Aku tidak se-desperate itu untuk menikah. Hanya saja tekanan dari berbagai arah memaksaku. Aku juga sebenarnya berpikir sudah saatnya,  hanya saja mungkin kuasa Tuhan berkata lain. Aku bisa membuat rencana, tapi tak bisa menjalankannya sendirian.  Seandainya menikah bisa dilakukan seorang diri,  tentu aku tak perlu repot-repot menunggu.  Hari ini pun bisa.  Tapi, menikah sesungguhnya itu melibatkan 2 keluarga dan tidak dengan biaya yang sedikit.  Ketika pacarku bilang, "kita bisa menikah, hari ini pun kalo ada uang." Entah kenapa kalimat itu tidak melegakan.  Seperti berkata, "aku akan membeli mobil kalo nanti sudah kaya", lalu kapan kayanya? Aku bertanya-tanya,  kapan uang itu akan ada? Kalau seandainya dia mengatakan, "aku sedang mengusahakan supaya kita bisa cepat menikah", mungkin itu lebih baik. Tapi tetap saja rasanya tidak ada kepastian.  Di saat seperti ini aku hanya berpikir lebih baik tidak punya pacar, sehingga tidak ada yang kuharapkan dan sedikit kekecewaan yang kurasakan.  Aku juga tidak perlu merasa malu pada keluarga dan orang di sekitar. Sampai usia ini, punya pacar tapi tidak dinikahi, bahkan rencana pun tidak ada. Rasanya seperti tidak punya muka. Masih lebih baik ketika tidak punya pacar.
Saat punya pacar yang bilang siap untuk menikahi tapi menunggu sampai punya uang,  aku mulai berpikir, "apa sebaiknya aku mencari yang lain?" Setiap kali pikiran itu muncul selalu mempertimbangkan betapa sulitnya mencari orang yang bisa diajak membicarakan hobi. Di sisi lain aku berpikir, disini aku menunggu seseorang yang belum pasti akan meminangku atau tidak, apakah tidak memungkinkan di luar sana ada seseorang yang tengah siap untuk meminangku. Mungkin saja orang diluar sana itulah jodohku. Aku tiska percaya pada hal-hal seperti jodoh, belahan jiwa, cinta sejati dan lain sebagainya, tapi tetap saja aku mempertimbangkan hal itu juga, siapa tau hal-hal yang bersifat emosional itu benar adanya.  Aku mungkin terdengar egois, tapi aku juga memikirkan mengenai pacarku,  bagaimana jika seandainya bukan aku jodoh untuk pacarku. Bagaimana jika berhubungan denganku membuatnya jauh dari jodohnya? Sama seperti aku yang mulai menjauh dari jodohku?  Oh ayolah.. Semakin kupikirkan ini menjadi semakin masuk akal. Aku menjadi takut untuk menghalang-langi jodoh orang lain, karena itulah aku selalu berkata padanya, "bagaimana kamu saja". Aku berkata begitu sambil menyembunyikan maksud sebenarnya. "Ya bagaimana kamu saja, setiap keputusan yang kamu buat akan mempengaruhi keputusan yang kubuat, aku sudah memberi statement, seharusnya kamu mulai berpikir ke arah mendukung statement itu, karena aku tidak se-desperate itu untuk menikah dan itu pun juga tidak harus dengan kamu meskipun kamu adalah pilihan yang lebih baik".
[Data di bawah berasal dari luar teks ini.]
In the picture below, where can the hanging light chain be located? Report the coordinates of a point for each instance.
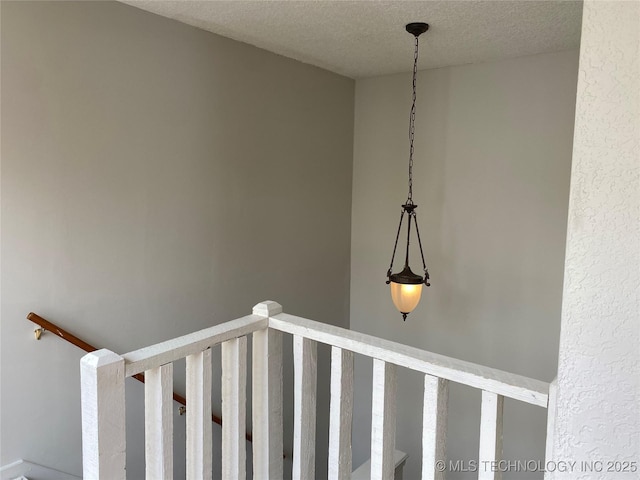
(412, 121)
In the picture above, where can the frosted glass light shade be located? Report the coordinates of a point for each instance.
(405, 296)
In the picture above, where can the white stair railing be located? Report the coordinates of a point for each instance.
(103, 415)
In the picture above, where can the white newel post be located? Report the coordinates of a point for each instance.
(103, 416)
(267, 397)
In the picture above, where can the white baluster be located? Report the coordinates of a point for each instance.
(199, 443)
(341, 414)
(305, 359)
(490, 436)
(551, 419)
(234, 404)
(158, 422)
(267, 405)
(434, 427)
(383, 420)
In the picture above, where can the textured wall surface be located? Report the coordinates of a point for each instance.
(156, 180)
(491, 180)
(598, 409)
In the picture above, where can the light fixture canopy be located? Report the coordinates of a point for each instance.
(406, 286)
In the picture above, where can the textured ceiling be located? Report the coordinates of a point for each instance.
(366, 38)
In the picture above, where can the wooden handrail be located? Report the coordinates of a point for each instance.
(69, 337)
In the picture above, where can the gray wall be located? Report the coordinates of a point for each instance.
(156, 180)
(491, 178)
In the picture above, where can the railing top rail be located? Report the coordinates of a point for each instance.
(177, 348)
(503, 383)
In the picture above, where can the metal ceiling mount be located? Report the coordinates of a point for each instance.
(417, 28)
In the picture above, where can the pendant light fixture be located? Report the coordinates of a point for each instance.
(406, 286)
Kalau saja tidak ada tekanan untuk menikah,  aku mungkin tidak harus segencar ini menegaskan apa yang ingin dan yang tak kuinginkan dalam sebuah pernikahan. Sedari jauh aku sudah memikirkan, kalaupun aku tidak menikah aku bisa menjadi orang tua angkat seorang anak, karena impianku bukan menjadi seorang istri tapi lebih kepada menjadi seorang ibu. Meski begitu alangkah baiknya bila aku bisa menjadi kedua-duanya. 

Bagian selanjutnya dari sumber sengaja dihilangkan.